Is That Itchy Rash Eczema? How to Know and How to Treat

Eczema is an irritating skin condition that can cause itching, burning, and flaking of the skin. It can lead to infections if scratched excessively and has the tendency to be persistent in drier weather. To determine if eczema is present, follow the steps below.

See a Doctor or Dermatologist

A doctor will be able to tell if the itchy redness is eczema or something else. There are a number of conditions that appear similar to eczema, so it is important to get an accurate diagnosis. If a primary care doctor is unsure of a diagnosis, it is a good idea to see a dermatologist.

Learn the Type of Eczema

There are numerous different varieties of eczema, including atopic, xerotic, and contact. Ask the doctor for a precise diagnosis, as treatment can vary depending on the specific type. If necessary, a doctor may perform a skin biopsy to determine the exact form of eczema present.

Once a diagnosis has been made, be sure to follow all the diagnosing doctor’s recommendations. A topical preparation of a cortisone-based cream will likely be prescribed. Use this as directed, making sure never to use any steroid cream for longer than specified. Overuse of steroid creams can lead to thinning of the skin.

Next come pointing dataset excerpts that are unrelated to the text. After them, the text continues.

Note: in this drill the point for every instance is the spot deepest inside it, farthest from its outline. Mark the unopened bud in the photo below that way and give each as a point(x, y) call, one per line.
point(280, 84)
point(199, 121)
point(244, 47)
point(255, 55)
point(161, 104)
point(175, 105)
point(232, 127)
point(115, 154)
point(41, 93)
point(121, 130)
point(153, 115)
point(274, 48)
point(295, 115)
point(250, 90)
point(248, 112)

Even if not recommended by a doctor, these are some wise practices to follow for those diagnosed with eczema:

Avoid Irritants

Eczema outbreaks are often triggered by irritants like fragrances or cleaning products. Make sure laundry detergents, soaps, shampoos, deodorants, and lotions are all fragrance-free.

Apply Fragrance-Free Lotion Often

Lotion will help keep the eczematous skin moister and stronger. It will also help lessen the itchiness that often accompanies eczema. Apply several times a day including after bathing.

Take Tepid Water Baths or Showers

Hot water dries skin out and makes eczema more difficult to treat. Use tepid water when bathing followed by gentle towel drying and immediate moisturizer application.

Use Sunlight Carefully

Light has been shown to improve eczema, so allowing about 10 minutes of exposure to affected areas around the noon hour should help. Be sure to apply sunscreen once the time is completed.

Consider an Antibiotic if the Eczema Gets Out of Control

If a flare-up is particularly bad and the skin has become broken and crusted, go back to the doctor for another examination. If the skin has become infected an antibiotic may be necessary.